I'm new to SSIS and need help on this one. I found an article which describes how to detect rows which exist and which have changed. The part that I'm missing is how to update rows that changed. I found some articles which say that it's also good solution to delete records which have changed and insert new recordset. The thing is I don't know how to do that step of deleting (red box).
Any suggestions?
If you have to delete the rows within Data Flow Task, then you need to use the OLE DB Command
transformation and write a DELETE statement like DELETE FROM dbo.Table WHERE ColumnName = ?
. Then in the column mappings of the OLE DB Command transformation, you will map the parameter represented by the question mark with the data that comes from the previous transformation. In your case, the data that comes from Union All 2.
However, I wouldn't recommend that option because OLE DB Command executes for every row and it might slow down your package if there are too many rows.
I would recommend something like this:
Redirect the output from the Union All 2
to a temporary staging table (say dbo.Staging) using OLE DB Destination.
Let's us assume that your final destination table is dbo.Destination. Now, your Staging table has all the records that should be deleted from the table Destination.
On the Control Flow tab, place an Execute SQL Task
after the Data Flow Task
. In the Execute SQL Task, write an SQL statement or use a stored procedure that would call an SQL statement to join the records between Staging and Destination to delete all the matching rows from Destination table.
Also, place another Execute SQL Task before the Data Flow Task. In this Execute SQL Task, delete/truncate rows from the Staging table.
Something like this might work to delete the rows:.
DELETE D
FROM dbo.Destination D
INNER JOIN dbo.Staging S
ON D.DestinationId = S.StagingId
Hope that helps.
In addition to user756519 answer. If you have millions of records to delete the last step (4) for ExecuteSQL Delete statement can be done in batches with something like this:
WHILE (1=1)
BEGIN
DELETE D
from dbo.Destination D
inner join
(
-- select ids that should be removed from table
SELECT TOP(10000) DestinationId
FROM
(
SELECT
D1.DestinationId,
S.StagingId
from
dbo.Destination as D1
LEFT JOIN
dbo.Staging as S
ON
D1.DestinationId = S.StagingId
) AS G
WHERE
StagingId IS NULL
) as R
on D.DestinationId = R.DestinationId;
IF @@ROWCOUNT < 1 BREAK
-- info message
DECLARE @timestamp VARCHAR(50)
SELECT @timestamp = CAST(getdate() AS VARCHAR)
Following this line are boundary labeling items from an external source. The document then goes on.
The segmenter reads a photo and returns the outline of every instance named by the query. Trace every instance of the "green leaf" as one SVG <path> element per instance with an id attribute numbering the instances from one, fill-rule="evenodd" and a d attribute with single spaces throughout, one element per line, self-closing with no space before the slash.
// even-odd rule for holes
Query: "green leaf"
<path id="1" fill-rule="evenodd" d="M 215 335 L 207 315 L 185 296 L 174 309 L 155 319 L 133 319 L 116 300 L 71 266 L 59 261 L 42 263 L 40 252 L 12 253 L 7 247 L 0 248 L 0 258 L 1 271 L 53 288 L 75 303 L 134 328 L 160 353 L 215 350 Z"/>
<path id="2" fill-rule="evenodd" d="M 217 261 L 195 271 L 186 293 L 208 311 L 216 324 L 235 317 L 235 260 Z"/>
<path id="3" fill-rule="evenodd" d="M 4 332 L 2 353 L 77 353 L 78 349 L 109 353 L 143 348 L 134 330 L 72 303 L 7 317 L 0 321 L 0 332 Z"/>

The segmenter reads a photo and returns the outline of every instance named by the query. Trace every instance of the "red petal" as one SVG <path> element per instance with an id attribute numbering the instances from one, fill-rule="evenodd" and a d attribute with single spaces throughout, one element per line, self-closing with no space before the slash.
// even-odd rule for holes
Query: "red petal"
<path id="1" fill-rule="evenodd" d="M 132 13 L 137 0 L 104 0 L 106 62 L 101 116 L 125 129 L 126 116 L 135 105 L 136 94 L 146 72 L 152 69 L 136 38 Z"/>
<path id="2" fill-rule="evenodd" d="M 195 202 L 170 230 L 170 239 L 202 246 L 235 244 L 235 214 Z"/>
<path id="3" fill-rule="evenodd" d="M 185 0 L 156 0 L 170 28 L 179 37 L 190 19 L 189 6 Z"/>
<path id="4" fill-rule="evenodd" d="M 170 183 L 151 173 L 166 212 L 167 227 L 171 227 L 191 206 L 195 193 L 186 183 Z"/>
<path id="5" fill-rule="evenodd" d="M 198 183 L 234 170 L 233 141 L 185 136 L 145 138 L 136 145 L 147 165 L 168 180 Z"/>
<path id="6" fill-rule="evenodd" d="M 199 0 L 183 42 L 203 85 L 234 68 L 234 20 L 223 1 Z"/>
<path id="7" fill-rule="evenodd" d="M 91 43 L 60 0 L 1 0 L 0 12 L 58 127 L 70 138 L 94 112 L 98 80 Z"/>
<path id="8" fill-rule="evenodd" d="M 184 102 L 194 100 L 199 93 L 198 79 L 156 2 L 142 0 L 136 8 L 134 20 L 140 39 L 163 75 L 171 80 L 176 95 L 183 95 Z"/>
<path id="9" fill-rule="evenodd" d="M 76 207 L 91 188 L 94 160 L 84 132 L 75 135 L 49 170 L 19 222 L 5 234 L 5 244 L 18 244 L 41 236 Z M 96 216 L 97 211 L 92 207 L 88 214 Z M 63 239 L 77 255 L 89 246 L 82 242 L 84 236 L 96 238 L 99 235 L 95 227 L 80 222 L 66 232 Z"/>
RAISERROR ('Chunk deleted %s', 10, 1,@timestamp) WITH NOWAIT
END
I recomend you to use Spoon (Kettle) it's more flexible, it has a design tool called "Dimension lookup/update" that helps you to maintenance a dimension table, you can specify which action you want depends of the column changes (update the record, insert new record) all these based on a time-version control of the records.